Per far questo servono persone consapevoli e formate. Servono leader giovani, che possano motivare le comunità. Ed ecco perché la quota che Slow Food chiede per sostenere un orto (900 euro) non è usata soltanto per comprare zappe, carriole e innaffiatoi e recinzioni (250 euro), ma è usata per pagare il lavoro e la formazione dei responsabili africani che devono coordinare le comunità (200 euro), per garantire borse di studio ai giovani (100 euro), per farli viaggiare, conoscere altre realtà, confrontarsi con altre comunità (100 euro), per tradurre nelle lingue africane e stampare materiale didattico (50 euro). Tutto questo denaro va direttamente nei paesi africani.

A Slow Food vanno 200 euro (pari al 22,2%), necessari per coprire i costi del coordinamento tecnico del progetto (che prevede la definizione delle linee guida degli orti, l’individuazione degli agronomi, la realizzazione dei contenuti didattici, la messa in rete dei responsabili dei vari paesi, la gestione dello scambio di informazioni fra la rete dei donatori e le comunità africane che realizzano gli orti, la comunicazione).

I 900 euro non sono su base annuale (come detto nell’articolo) ma sono stati usati per lavorare tre anni: dal 2011 (anno di avvio del progetto) al 2013 (anno in cui sono stati realizzati i primi 1000 orti). E i 1000 orti avviati esistono ancora e continueranno a esistere, senza ulteriori contributi.

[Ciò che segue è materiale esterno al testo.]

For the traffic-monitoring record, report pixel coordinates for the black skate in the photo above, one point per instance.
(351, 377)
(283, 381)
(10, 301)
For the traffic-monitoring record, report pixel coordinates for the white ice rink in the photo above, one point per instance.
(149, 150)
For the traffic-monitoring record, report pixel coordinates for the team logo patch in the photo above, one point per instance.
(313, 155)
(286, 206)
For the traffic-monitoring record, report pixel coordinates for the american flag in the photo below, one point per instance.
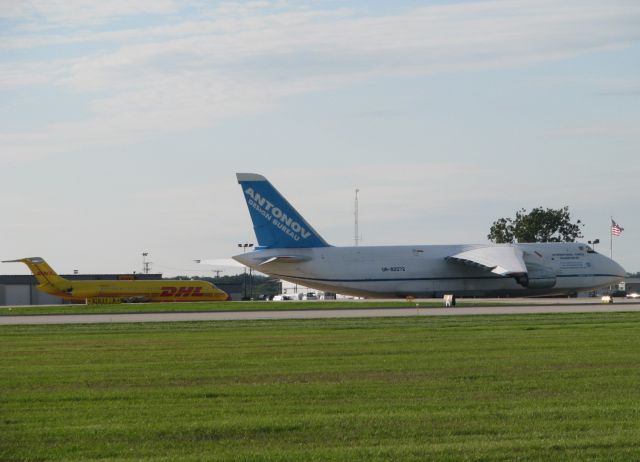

Con il denaro raccolto per realizzare i primi mille orti (la descrizione di ogni singolo orto è presente sul nostro sito – www.fondazioneslowfood.it/pagine/ita/orti/ – e a breve li troverete su Google Map), abbiamo anche pagato il lavoro di 58 responsabili africani, abbiamo coinvolto 55 agronomi africani, abbiamo organizzato 31 seminari di formazione per un totale di circa 1000 persone provenienti da 25 paesi africani, abbiamo finanziato 7 borse di studio e pagato i costi di numerosi stage e tirocini (Roba Bulga e John Kariuki, gli attuali responsabili nazionali di Slow Food in Etiopia e Kenya, sono ex studenti che hanno usufruito di queste borse di studio), abbiamo prodotto e distribuito materiale didattico (video, depliant, manuali, fumetti) in 17 lingue (inglese, francese e portoghese, ma anche swaili, amarico, oromo, bambarà, zulù e tante altre).

Molte delle persone coinvolte in questo progetto sono diventate leader locali e nazionali, ma anche internazionali: Edward Mukiibi, responsabile degli orti ugandesi, è oggi vicepresidente di Slow Food Internazionale; John Kariuki Mwangi, responsabile degli orti in Kenya, è Consigliere di Slow Food Internazionale e fa parte del Cda della Fondazione Slow Food per la Biodiversità; Sara El Sayed, responsabile degli orti in Egitto, ed Lhoussaine El Rhaffari, responsabile degli orti in Marocco, sono Consiglieri di Slow Food Internazionale, Herschelle Millford,responsabile degli orti in Sud Africa, è Consigliere di Slow Food Internazionale.

Questa per noi è vera cooperazione. Vera politica. “Il resto è fuffa”.